Un banquet en 1890
Né à Vergt le 18 avril 1831, Jean-Camille Fulbert Dumonteil est un écrivain et chroniqueur gastronomique dont le buste (ci-contre, photo MAAP) est conservé au Musée d’Art et d’Archéologie du Périgord à Périgueux. Il a écrit de nombreux articles et livres sur la cuisine du Périgord. En 1904, il rédige avec André Theuriet L’art du bien manger. Son ouvrage majeur La France Gourmande est édité en 1906. Il s’éteint le 2 mai 1912 à Neuilly sur Seine.
Nul doute qu’il aurait apprécié le menu du banquet de la Société des Beaux-Arts (collection SHAP, fonds Joseph Saint-Martin) que nous présente ici Tristan Hordé.
Tout menu de restaurant apporte des informations variées, notamment à propos de la manière de se nourrir de tel ou tel groupe social en dehors du quotidien et, quand il a plus d’un siècle, il éclaire la relation que nous entretenons avec le passé. Le menu du banquet organisé le 6 juillet 1890 par la Société des Beaux-Arts de Périgueux, fondée en 1885, donc 11 ans après la SHAP, montre que si l’on recherche une "tradition gastronomique du Périgord" on constate qu’il n’y a que peu de ressemblance entre les mets servis autrefois et ceux d’un restaurant d’aujourd’hui — un autre menu de la même époque donnerait le même enseignement.

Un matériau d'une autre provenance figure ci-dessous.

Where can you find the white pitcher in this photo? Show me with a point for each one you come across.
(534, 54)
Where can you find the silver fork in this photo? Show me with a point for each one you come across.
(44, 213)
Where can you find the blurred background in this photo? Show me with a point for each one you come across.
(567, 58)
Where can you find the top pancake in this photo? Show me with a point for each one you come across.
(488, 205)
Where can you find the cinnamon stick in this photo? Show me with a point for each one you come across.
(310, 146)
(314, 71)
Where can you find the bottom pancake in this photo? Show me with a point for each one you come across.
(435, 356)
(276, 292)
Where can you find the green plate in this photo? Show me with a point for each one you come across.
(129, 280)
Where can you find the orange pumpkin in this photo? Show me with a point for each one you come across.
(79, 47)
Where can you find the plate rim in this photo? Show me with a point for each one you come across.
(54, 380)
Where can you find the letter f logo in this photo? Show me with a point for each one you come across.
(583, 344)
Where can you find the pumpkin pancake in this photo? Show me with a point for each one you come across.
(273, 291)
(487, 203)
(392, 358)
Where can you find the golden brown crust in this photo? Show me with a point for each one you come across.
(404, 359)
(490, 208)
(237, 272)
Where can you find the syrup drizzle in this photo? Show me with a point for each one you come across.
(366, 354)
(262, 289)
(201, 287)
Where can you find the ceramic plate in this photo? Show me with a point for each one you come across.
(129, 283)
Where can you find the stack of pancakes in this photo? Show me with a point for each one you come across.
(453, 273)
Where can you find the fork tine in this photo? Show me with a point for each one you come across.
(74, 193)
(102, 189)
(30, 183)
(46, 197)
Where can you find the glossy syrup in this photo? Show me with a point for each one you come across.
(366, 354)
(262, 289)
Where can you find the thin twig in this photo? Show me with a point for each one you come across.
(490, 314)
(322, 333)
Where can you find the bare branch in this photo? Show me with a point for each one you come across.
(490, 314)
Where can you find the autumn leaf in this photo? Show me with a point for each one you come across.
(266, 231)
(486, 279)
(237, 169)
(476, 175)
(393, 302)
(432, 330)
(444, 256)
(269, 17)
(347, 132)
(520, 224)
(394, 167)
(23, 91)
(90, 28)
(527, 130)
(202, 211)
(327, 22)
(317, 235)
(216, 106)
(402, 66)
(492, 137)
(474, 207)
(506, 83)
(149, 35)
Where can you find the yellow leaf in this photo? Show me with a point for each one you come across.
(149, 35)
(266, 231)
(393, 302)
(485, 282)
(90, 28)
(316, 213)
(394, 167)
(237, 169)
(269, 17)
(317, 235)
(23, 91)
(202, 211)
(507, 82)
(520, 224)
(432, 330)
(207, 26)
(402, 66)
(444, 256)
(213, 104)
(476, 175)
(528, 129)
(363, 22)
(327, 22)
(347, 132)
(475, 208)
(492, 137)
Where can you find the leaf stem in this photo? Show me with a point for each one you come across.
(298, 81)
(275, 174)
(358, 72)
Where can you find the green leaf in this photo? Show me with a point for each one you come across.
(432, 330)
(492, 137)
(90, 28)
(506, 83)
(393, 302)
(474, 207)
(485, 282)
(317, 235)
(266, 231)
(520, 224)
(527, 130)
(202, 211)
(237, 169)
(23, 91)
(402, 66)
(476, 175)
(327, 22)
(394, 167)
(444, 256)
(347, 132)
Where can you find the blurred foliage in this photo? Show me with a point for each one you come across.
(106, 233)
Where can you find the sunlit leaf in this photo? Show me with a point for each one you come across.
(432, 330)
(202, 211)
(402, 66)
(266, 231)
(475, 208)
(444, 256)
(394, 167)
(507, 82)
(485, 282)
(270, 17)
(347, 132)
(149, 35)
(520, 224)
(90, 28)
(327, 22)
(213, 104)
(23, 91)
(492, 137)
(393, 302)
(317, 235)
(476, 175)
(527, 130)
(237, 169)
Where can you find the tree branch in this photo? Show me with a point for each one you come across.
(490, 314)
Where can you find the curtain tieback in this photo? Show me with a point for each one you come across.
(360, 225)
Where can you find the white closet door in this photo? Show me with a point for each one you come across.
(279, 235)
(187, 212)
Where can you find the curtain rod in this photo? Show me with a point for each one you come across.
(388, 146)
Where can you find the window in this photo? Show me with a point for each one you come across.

Laissons de côté les désignations de quelques plats (Corot, Rembrandt, à la Flamande), liées à la nature de la Société, et arrêtons-nous à l’organisation même du menu, fort éloignée de celle d’un banquet du XXIe siècle, plus d’ailleurs par la succession des plats que par leur nombre. Un menu contemporain de restaurant comprend, sauf exception (quand s’ajoute le poisson), trois services, chacun pouvant comprendre plusieurs plats — entrée(s), viande, dessert ; un service supplémentaire peut apparaître : fromages. En 1890, on proposait encore le « relevé » : on enlevait le potage. Le terme « entrées » recouvrait tout à fait autre chose qu’en 2020 ; « rôts » s’appliquait exclusivement à une viande rôtie, les légumes faisaient l’objet d’une mention particulière alors qu’ils sont intégrés dans la partie viande/poisson de nos jours ; « entremets » — proprement, ce qui est « entre deux mets » — correspond ici à notre dessert, mais « dessert » pouvait aussi se distinguer à la fin du XIXe siècle de l’entremets. On pourrait encore avoir un autre poste, la « salade ». Les vins sont énumérés à la fin du menu et non à part comme aujourd’hui : ce sont presque toujours, à Périgueux, des vins de Bordeaux qui sont retenus ; le « Grand ordinaire » désigne sans doute un vin de Bergerac : on ne trouve pas la mention « Bergerac » dans un menu d’un restaurant de Périgueux de cette époque ; « Bonnac » doit être lu « Bonnat », nom d’un vin de Graves ; l’origine du Médoc est habituellement précisée. Quant au Champagne, il est partout de règle dans un banquet.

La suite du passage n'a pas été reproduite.